Two days before committing their September 11 terrorist outrages in the United States, Osama bin Laden and Ayman Zuheiri dispatched two ace operatives posing as journalists on a suicide mission to murder Northern Alliance leader, Ahmad Shah Massoud. They wanted to be sure the Northern Alliance would fall apart before the first American soldier set foot in Afghanistan.
Al-Qaeda also took a hand in last month’s terror assault on the Indian parliament in New Delhi, in which 14 people died, including the five assailants.
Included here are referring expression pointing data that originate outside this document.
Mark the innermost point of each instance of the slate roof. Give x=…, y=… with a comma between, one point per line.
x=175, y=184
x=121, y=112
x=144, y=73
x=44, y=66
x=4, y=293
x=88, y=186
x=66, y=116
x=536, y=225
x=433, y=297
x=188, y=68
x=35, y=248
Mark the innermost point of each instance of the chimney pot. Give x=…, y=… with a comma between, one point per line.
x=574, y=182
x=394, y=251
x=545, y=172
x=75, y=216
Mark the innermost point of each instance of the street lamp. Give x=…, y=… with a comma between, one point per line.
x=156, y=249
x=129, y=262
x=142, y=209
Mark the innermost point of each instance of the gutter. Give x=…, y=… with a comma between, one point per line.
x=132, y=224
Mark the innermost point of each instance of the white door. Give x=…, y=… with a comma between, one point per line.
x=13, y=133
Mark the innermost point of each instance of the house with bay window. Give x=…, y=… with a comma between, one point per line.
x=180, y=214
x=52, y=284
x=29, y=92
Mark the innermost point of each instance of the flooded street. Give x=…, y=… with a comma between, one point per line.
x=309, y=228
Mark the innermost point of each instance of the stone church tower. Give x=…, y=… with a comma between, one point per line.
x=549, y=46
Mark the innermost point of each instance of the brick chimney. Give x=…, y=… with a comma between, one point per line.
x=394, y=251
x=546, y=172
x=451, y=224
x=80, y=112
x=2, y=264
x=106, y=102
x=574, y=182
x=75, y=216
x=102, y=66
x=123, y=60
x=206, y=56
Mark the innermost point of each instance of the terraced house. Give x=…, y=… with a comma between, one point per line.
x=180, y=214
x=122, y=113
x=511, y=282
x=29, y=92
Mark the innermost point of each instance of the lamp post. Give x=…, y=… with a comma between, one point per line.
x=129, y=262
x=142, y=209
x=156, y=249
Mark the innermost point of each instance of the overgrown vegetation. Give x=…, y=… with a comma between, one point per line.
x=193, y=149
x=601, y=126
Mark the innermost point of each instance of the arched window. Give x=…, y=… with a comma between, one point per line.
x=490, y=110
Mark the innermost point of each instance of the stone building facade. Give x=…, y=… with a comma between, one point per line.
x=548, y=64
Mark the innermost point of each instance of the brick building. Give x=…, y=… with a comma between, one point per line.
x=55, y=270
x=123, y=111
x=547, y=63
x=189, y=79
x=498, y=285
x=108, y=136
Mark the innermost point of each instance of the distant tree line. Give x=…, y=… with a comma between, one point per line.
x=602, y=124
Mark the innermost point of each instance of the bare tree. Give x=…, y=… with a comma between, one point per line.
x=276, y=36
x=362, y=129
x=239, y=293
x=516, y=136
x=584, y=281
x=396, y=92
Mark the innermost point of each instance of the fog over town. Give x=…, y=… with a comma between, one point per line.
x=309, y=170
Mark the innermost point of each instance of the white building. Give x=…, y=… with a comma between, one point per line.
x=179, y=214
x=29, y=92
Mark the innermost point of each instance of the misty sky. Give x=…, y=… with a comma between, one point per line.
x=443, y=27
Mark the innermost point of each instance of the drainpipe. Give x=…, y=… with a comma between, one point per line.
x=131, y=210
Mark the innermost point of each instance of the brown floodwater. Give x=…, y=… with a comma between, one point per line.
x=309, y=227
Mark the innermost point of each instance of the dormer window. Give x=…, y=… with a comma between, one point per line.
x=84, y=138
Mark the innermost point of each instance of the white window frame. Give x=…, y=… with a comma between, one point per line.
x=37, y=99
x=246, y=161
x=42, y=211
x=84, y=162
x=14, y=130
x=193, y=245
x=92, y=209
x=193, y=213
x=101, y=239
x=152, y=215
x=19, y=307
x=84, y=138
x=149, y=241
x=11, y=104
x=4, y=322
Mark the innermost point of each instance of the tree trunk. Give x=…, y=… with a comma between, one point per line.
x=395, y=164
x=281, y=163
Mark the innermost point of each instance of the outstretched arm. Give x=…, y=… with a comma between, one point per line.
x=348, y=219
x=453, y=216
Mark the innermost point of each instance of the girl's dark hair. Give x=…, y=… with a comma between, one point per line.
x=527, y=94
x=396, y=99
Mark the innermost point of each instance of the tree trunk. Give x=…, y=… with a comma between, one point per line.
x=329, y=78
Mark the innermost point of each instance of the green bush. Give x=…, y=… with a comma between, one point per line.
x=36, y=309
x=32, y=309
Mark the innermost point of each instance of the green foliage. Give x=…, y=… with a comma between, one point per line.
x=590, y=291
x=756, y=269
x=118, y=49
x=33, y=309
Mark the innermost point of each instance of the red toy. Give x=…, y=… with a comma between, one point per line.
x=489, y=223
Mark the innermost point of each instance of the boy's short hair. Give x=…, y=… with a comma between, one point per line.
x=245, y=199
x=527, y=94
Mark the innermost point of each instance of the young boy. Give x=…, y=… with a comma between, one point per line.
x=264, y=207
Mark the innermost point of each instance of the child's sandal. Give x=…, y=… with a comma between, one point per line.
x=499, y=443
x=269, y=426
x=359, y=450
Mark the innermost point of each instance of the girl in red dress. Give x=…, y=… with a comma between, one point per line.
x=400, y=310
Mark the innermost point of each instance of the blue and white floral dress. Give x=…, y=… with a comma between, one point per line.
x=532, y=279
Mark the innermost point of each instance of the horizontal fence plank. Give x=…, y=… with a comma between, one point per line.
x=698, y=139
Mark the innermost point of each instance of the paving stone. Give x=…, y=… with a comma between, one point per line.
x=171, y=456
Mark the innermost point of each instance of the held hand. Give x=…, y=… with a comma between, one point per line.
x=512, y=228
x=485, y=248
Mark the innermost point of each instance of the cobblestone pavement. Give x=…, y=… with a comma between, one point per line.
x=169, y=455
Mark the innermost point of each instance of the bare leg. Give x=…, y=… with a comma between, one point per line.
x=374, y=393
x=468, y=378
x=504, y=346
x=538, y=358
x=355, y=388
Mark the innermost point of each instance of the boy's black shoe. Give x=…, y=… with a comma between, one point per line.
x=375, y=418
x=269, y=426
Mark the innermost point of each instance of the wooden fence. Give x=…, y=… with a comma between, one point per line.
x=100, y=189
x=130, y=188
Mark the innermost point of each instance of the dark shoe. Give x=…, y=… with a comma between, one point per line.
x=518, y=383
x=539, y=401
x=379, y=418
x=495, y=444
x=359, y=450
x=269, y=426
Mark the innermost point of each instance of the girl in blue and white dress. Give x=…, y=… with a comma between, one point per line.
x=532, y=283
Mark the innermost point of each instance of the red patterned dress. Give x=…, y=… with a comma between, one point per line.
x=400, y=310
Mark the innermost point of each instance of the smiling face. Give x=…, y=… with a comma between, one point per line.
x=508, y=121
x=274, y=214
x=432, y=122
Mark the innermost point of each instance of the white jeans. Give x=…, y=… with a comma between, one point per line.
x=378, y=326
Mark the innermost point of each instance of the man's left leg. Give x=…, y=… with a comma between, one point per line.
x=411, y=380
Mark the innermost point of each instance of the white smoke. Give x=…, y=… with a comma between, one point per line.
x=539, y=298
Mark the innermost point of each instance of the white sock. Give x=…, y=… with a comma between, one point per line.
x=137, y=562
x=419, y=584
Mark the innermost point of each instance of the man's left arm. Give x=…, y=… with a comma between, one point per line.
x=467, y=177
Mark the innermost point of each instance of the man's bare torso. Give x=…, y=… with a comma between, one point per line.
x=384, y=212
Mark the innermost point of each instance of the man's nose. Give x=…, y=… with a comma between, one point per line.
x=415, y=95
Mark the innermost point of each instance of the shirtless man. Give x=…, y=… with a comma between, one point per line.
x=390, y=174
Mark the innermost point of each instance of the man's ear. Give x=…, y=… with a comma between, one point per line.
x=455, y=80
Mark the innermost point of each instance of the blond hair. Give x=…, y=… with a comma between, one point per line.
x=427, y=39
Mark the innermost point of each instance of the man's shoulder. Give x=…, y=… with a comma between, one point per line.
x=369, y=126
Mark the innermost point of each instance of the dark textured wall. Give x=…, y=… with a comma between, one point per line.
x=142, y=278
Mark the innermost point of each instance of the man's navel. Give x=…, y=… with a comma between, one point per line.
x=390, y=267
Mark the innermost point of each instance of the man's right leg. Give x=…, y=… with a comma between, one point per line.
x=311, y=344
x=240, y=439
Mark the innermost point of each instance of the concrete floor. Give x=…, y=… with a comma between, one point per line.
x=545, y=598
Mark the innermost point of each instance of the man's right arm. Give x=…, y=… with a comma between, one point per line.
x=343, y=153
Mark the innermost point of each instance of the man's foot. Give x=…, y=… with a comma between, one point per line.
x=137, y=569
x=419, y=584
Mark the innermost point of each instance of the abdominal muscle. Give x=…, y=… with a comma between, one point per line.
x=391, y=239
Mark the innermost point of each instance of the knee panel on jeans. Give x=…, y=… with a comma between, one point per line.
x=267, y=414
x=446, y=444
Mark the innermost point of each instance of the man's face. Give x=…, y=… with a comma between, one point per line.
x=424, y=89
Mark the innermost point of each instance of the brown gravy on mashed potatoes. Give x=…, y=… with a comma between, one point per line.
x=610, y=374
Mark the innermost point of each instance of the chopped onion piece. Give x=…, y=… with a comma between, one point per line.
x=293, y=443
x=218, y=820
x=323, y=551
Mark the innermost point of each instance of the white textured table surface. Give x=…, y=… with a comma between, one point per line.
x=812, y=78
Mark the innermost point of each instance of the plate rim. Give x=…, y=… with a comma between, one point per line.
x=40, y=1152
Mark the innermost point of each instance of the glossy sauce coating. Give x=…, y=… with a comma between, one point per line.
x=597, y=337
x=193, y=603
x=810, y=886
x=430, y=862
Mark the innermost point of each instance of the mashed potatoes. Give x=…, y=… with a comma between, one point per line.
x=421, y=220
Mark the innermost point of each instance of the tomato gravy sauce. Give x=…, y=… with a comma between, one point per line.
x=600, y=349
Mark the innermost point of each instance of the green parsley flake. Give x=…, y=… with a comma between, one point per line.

Last Christmas Eve, a five-man Hizballah squad landed in Monte Carlo with a contract to murder Lebanese president Emile Lahoud, there on vacation. Their orders came from bin Laden’s most trusted operations officer, Imad Mughniyeh, a former Hizballah operations chief himself.
Tipped off by Israeli and French intelligence, Lahoud cut short his French Riviera holiday and flew back in haste to the presidential palace in Beirut. The London-based Arabic newspaper Al-Sharq al-Awsat was the only publication to carry the story, albeit without identifying the would-be killers, drawing an angry denial from the Lebanese president.
Many top politicians have since found themselves surrounded with stepped up security: British prime minister Tony Blair and his family, German chancellor Gerhard Schroeder and his foreign minister, Joschka Fischer, French president Jacques Chirac and Italian prime minister Silvio Berlusconi, as well as Turkish leaders. Egypt’s President Hosni Mubarak barely escaped with his life from two assassination attempts by the same hands in 1993 and 1995.